Global stocks and bonds have fallen in tandem since mid-August as runaway inflation forced major central banks such as the Federal Reserve, Bank of England and European Central Bank to accelerate the pace of monetary policy tightening .
Policymakers have repeatedly signaled that they will continue to raise interest rates until they have tamed the worst inflationary pressures in four decades, but investors are increasingly concerned that the combination of monetary tightening and high energy prices will lead to an economic recession in the United States and the United States. Europe.
Year-to-date, the FTSE All World Index (including dividends) and the Bloomberg Global Aggregate Bond Index have fallen 16.8%.
This synchronized weakness has created problems for investors who model their portfolios on a classic “60/40” ratio, where three-fifths of their money is invested in stocks and the rest in bonds. This gives investors exposure to both the capital gains and dividends offered by stocks and the safe income stream of a bond.
Goldman Sachs warned in November last year that 60/40 portfolios could face a “lost decade” of returns below 5% if stock and bond valuations return to their long-term averages.

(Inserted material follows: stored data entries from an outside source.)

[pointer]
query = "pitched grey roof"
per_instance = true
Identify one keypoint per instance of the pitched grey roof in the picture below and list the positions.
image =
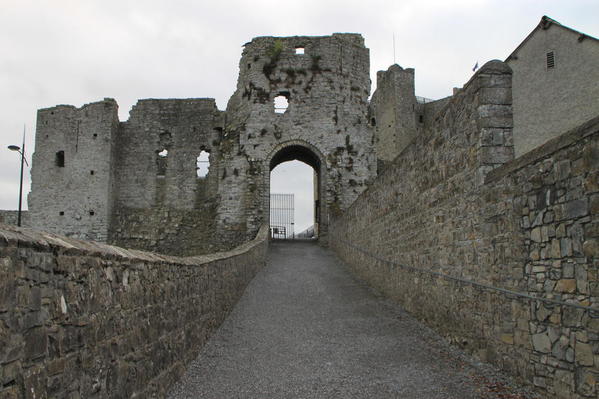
(546, 23)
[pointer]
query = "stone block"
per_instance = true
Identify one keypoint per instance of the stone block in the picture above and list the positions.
(566, 285)
(541, 343)
(575, 209)
(584, 354)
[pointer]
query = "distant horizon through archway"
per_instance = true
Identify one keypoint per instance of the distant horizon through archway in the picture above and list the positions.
(295, 168)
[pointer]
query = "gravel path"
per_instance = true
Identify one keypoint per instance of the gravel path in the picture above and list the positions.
(306, 329)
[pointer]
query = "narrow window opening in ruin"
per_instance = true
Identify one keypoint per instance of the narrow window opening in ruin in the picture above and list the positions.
(203, 164)
(281, 104)
(550, 60)
(60, 159)
(161, 162)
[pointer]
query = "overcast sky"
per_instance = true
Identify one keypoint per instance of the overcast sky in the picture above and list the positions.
(80, 51)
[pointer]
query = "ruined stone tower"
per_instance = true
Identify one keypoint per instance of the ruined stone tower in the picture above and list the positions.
(135, 184)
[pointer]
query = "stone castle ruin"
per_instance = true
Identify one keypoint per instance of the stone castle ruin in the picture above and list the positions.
(135, 184)
(492, 243)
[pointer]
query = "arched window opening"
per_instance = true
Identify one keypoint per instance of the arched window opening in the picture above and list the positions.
(203, 164)
(281, 103)
(161, 157)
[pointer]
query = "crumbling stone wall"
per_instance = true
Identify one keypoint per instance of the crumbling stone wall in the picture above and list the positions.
(82, 319)
(393, 111)
(327, 88)
(12, 217)
(72, 173)
(467, 244)
(161, 204)
(144, 192)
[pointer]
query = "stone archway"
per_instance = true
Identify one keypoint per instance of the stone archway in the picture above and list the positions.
(307, 153)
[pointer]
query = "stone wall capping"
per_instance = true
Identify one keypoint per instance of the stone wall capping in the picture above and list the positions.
(29, 238)
(544, 151)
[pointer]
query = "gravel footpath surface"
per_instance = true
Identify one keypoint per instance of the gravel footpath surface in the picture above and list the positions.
(305, 328)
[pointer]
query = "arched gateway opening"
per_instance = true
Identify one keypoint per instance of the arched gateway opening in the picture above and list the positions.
(287, 215)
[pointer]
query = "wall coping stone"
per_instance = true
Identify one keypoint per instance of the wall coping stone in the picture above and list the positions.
(29, 238)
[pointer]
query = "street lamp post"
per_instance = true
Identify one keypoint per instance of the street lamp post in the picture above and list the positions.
(20, 150)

According to Goldman, 60/40 portfolios on both sides of the Atlantic have seen losses of around 15% over the past 12 months.
For example, Vanguard’s LifeStrategy Moderate Growth Fund – a global 60/40 strategy – has generated a total return (dividends and net of fees) of minus 14.9% in dollars so far this year. This decline reduced the fund’s annualized returns to 6.5% over the decade to the end of August.
Peter Oppenheimer, Goldman’s chief global equity strategist, said the rally in US stocks between mid-June and mid-August was a temporary “bear market” rally, so investors should prepare for more volatility. .
“We expect further weakness and bumpy markets before a decisive bottom is established,” he said, adding that investors would price in heightened recession risk as interest rates rise. interest continued to grow.
BlackRock also warns that recession risks are not yet fully priced into equity markets and that the threat of persistently high inflation rates is still underestimated by investors.
Jean Boivin, director of the BlackRock Investment Institute, says neither the Federal Reserve nor the ECB have grasped the depth of the economic downturn that will be needed to crush inflation.
But BlackRock also believes the Fed and ECB will be forced to stop raising interest rates “well below market projections” once the severity of the damage to the economy and jobs from the monetary tightening will become clearer.
That could leave the Fed’s preferred measure of inflation – the core personal consumption expenditure index, which excludes food and energy prices – at closer to 3% a year than the target. official 2%.
According to BlackRock’s current forecast, a global 60/40 portfolio should generate annualized nominal returns of 7.1% over the next decade. But net returns to investors will inevitably be lower if central banks fail to control inflation.